But I am extremely tired of what-feels-to-me like riffs being put on [my idea's tab], and of the effort involved in separating out the threads.  And I do not think it is a result of e.g. a personal failure to be clear in my own claims, such that if I wrote better or differently this would stop happening to me.  I keep looking for a context where, if I say A and it makes people think of B and C, we can talk about A and B and C, and not immediately lose track of the distinctions between them.

EDIT: I should be more fair to Scott, who did indeed start his post out with a frame pretty close to the one I'm requesting.  I think I would take that more meaningfully if I were less tired to start with.  But also it being "a response to Scott's model of Duncan's beliefs about how epistemic communities work, and a couple of Duncan's recent Facebook posts" just kind of bumps the question back one level; I feel fairly confident that the same sort of slippery rounding-off is going on there, too (since, again, I almost entirely agree with his commentary, and yet still wrote this very essay).  Our disagreement is not where (I think) Ben and Scott think that it lies.

I don't know what to do about any of that, so I wrote this comment here.  Epistemic status: exhausted.

I believe that I could not pass your ITT. I believe I am projecting some views onto you, in order engage with them in my head (and publicly so you can engage if you want).

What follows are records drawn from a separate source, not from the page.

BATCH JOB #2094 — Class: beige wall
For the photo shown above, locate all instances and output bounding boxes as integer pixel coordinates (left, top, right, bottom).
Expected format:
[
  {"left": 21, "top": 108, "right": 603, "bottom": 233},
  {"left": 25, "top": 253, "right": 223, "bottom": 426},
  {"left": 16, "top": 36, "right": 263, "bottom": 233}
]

I guess I have a Duncan-model that I am responding to here, but I am not treating that Duncan-model as particularly truth tracking. It is close enough that it makes sense (to me) to call it a Duncan-model, but its primary purpose in me is not for predicting Duncan, but rather for being there to engage with on various topics. 

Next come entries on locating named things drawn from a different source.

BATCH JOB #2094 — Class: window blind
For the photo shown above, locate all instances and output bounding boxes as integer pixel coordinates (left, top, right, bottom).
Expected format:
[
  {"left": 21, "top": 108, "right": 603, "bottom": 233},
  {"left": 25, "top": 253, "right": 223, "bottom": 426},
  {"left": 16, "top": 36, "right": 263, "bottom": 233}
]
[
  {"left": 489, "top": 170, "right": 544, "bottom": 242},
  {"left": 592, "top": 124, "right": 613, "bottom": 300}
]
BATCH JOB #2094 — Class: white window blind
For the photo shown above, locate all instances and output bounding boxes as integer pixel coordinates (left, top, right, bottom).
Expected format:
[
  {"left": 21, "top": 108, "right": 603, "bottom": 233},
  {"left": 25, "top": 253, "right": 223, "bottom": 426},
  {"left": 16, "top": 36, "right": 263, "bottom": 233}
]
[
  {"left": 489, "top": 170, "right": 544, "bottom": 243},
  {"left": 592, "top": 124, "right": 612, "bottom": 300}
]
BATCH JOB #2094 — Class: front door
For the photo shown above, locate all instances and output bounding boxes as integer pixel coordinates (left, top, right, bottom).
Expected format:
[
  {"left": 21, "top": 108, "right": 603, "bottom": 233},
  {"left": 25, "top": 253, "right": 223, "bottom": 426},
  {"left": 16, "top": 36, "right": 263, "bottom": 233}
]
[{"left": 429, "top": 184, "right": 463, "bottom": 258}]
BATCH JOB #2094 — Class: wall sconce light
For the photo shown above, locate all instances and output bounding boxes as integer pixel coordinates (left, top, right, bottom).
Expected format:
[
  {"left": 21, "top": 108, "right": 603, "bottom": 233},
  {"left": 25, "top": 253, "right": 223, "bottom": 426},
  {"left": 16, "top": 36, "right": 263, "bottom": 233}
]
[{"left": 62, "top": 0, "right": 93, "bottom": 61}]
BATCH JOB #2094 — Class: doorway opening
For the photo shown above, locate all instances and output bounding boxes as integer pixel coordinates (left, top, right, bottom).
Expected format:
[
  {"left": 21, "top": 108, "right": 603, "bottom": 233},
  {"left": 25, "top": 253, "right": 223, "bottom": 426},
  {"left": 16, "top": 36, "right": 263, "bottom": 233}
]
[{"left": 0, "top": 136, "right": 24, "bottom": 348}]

I suspect that being a better model would help it serve this purpose, and would like to make it better, but I am not requesting that. 

I notice that I used different words in my header "Scott's model of Duncan's beliefs," I think that this reveals something, but it certainly isn't clear, "belief" is for true things, "models" are toys for generating things.

I think that in my culture, having a not-that-truth-tracking Duncan-model that I want to engage my ideas with is a sign of respect. I think I don't do that with that many people (more than 10, but less than 50, I think). I also do it with a bunch of concepts, like "Simic," or "Logical Induction." The best models according to me are not the ones that are the most accurate, as much as the ones that are most generally applicable. Rounding off the model makes it fit in more places.

However, I can imagine that maybe in your culture it is something like objectification, which causes you to not be taken seriously. Is this true?

If you are curious about what kind of things my Duncan-model says, I might be able to help you built a (Scott's-Duncan-Model)-Model. In one short phase, I think I often round you off as an avatar of "respect," but even my bad model has more nuance than just the word "respect".

I imagine that you are imagining my comment as a minor libel about you, by contributing to a shared narrative in which you are something that you are not. I am sad to the extent that it has that effect. I am not sure what to do about that. (I could send things like this in private messages, that might help).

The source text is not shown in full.